Reflector allowed me to play around with the behaviour of the PlaceholderReplacingResponseFilter class which performs the page output rewriting task. This revealed that the empty page responses were the result of the rewritten output stream not being flushed.

        void WriteUncompressedOutput()
        {
            var output = GetOutputWithPlaceholdersReplaced(bufferStream);
            var outputBytes = outputEncoding.GetBytes(output);
            if (outputBytes.Length > 0)
            {
                outputStream.Write(outputBytes, 0, outputBytes.Length);
                // outputStream.Flush(); This fixes the problem ... :]
            }
        }

Running with a patched version of Cassette that implements this stream flushing approach has seen no side effects or loss of functionality. In due course I’ll submit a pull request back to the Cassette repos on GitHub to see whether the change can get incorporated into the master source code.
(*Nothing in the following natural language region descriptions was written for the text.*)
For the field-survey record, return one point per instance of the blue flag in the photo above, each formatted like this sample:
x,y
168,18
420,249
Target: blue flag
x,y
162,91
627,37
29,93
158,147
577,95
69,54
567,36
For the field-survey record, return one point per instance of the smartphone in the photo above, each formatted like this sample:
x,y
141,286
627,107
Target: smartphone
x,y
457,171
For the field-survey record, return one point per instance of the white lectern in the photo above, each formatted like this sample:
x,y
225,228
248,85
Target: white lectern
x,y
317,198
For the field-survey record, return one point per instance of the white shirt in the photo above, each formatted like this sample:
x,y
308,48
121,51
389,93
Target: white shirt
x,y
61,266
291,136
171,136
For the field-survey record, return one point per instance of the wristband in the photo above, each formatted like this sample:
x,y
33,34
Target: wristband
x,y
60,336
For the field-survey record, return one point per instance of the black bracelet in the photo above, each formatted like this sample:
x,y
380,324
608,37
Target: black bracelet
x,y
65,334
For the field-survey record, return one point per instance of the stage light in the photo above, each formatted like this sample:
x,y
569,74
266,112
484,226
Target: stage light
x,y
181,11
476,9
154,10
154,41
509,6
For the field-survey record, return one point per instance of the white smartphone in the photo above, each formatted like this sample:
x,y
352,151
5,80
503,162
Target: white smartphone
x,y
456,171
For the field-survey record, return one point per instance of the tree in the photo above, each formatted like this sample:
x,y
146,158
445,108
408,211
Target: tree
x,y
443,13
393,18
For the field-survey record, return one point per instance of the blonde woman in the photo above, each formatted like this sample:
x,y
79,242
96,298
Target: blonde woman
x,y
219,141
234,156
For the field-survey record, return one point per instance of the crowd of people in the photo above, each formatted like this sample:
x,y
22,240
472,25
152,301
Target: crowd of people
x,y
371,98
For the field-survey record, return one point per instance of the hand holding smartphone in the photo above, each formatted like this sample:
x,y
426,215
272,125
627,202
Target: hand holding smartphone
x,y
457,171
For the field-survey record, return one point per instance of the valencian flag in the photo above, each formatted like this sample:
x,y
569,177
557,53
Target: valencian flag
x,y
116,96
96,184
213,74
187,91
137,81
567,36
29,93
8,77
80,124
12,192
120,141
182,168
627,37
If you do not require the rewriting functionality a workaround is available now. Just disable the Cassette HTML rewriting feature, either in the web.config file.

<configuration>
   <configSections>
      ....
      <section name="cassette" type="Cassette.CassetteConfigurationSection, Cassette" />
   </configSections>
   <cassette rewriteHtml="false" />

or configure Cassette via code.

public class CassetteSettingsConfiguration : IConfiguration<CassetteSettings>
{
   public void Configure(CassetteSettings configurable)
   {
      configurable.IsHtmlRewritingEnabled = false;
   }
}

Although I now know a little bit more about the internal workings of Cassette than I was planning on I have no hesitation in recommending it as bundling and minification tool. For anyone working with ASP.NET MVC or web forms solutions there are many alternative tools to choose from, but few that offer the configuration options and flexibility that Cassette provides.